WAAAAAAY too many people on our beaches on the grand strand. Never happen. I do believe you used to be able to drive on the beaches here.

They care about condos and filling them.


----------



## Fireline20 (Oct 2, 2007)

Big Worm said:


> WAAAAAAY too many people on our beaches on the grand strand. Never happen. I do believe you used to be able to drive on the beaches here.
> 
> They care about condos and filling them.

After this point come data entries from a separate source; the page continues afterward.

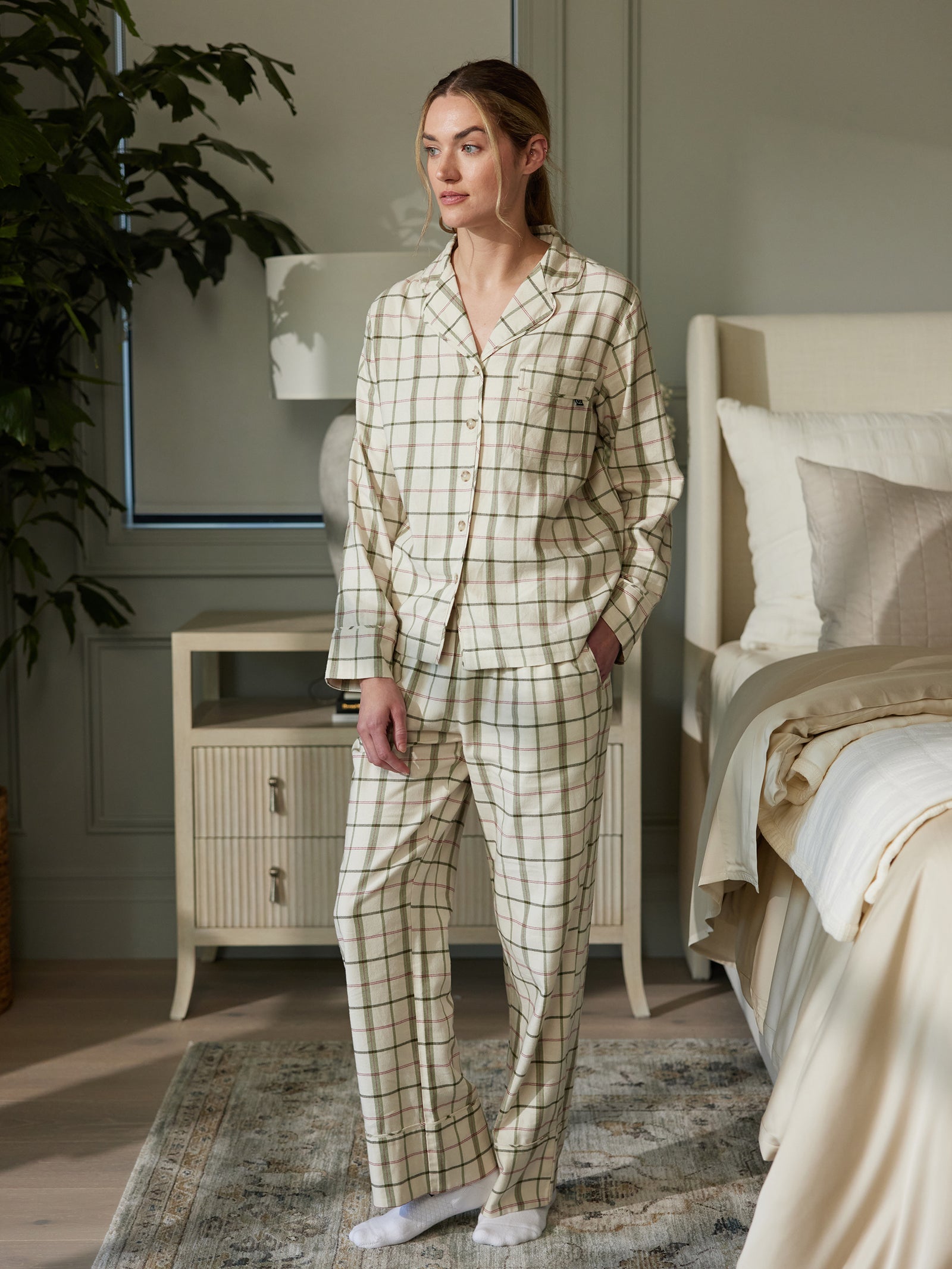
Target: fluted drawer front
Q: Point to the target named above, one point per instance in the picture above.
(234, 883)
(233, 796)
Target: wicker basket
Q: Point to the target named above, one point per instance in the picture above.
(5, 967)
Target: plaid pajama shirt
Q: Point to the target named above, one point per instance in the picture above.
(499, 504)
(532, 484)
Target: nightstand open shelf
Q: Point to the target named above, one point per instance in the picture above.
(261, 807)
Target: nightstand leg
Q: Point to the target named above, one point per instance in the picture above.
(184, 981)
(634, 980)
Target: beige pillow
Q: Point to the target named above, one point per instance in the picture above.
(765, 444)
(881, 557)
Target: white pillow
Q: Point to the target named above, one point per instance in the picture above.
(882, 557)
(765, 446)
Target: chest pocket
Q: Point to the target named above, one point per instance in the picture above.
(553, 425)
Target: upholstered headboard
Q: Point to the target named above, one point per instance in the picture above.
(787, 362)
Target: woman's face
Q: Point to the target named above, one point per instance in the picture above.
(461, 170)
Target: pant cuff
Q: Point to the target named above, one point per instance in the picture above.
(431, 1159)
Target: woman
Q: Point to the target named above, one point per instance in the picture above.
(511, 489)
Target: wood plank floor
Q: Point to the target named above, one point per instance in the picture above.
(87, 1052)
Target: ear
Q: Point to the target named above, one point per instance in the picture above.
(536, 151)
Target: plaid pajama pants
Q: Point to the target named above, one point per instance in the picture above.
(530, 745)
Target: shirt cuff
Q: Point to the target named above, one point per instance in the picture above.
(358, 653)
(626, 613)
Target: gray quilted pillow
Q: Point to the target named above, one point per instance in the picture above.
(881, 557)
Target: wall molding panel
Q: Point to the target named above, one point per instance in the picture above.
(115, 719)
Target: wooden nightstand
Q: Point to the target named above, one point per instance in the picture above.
(261, 807)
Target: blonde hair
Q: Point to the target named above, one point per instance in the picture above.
(509, 102)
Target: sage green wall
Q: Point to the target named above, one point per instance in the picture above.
(744, 156)
(730, 155)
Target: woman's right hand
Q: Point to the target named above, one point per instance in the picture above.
(381, 706)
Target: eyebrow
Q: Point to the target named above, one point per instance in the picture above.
(458, 136)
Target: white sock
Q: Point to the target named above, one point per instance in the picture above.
(511, 1227)
(402, 1224)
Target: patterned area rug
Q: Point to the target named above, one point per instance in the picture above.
(257, 1159)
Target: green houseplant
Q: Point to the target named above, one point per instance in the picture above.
(86, 215)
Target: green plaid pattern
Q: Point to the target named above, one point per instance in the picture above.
(530, 745)
(532, 484)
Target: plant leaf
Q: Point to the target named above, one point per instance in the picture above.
(17, 413)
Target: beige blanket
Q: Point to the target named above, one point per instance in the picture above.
(768, 725)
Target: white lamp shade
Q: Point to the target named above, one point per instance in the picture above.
(318, 308)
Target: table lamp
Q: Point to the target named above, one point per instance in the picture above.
(317, 312)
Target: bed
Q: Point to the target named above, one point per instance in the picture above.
(854, 1031)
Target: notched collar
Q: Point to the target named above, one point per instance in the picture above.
(534, 301)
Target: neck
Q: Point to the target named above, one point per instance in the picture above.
(491, 258)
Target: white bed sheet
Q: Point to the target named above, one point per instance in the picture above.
(731, 666)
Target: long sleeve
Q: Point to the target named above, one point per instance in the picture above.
(645, 476)
(365, 622)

I agree that Myrtle, Garden City, etc would never allow it, but I am talking about MB State Park, Huntington Beach State Park and maybe down around Georgetown south to Charleston, and no cruising allowed, drive in setup and drive out and only in designated trails above high tide.


----------



## scsurffisher (Oct 29, 2005)

Sounds like a good idea to me. If everyone would respect the beach. Hard to find that these days...


----------



## aardvarkgraphix (Sep 30, 2005)

*driving on the beach*

way back when was LEGAL, set on the pier and saw it often. Have been on the beach myself in a vehicle, grant it I was a young fellow. BUT, even back then you had the guys that could not stay off the dunes, get stuck, fight it, spin, throw sand, and finally had to get pulled out by yet another spinning sand slinger. The beaches were a mess literally. Even if you tried to respect the beach there were to many ruts to drive sensible, unless you were the first after high tide. I agree to a certain extent, that it could that it could be controlled. The tourist season now extends well into the winter months and often year round. The more desolate beaches may be an option. Just some thoughts.


----------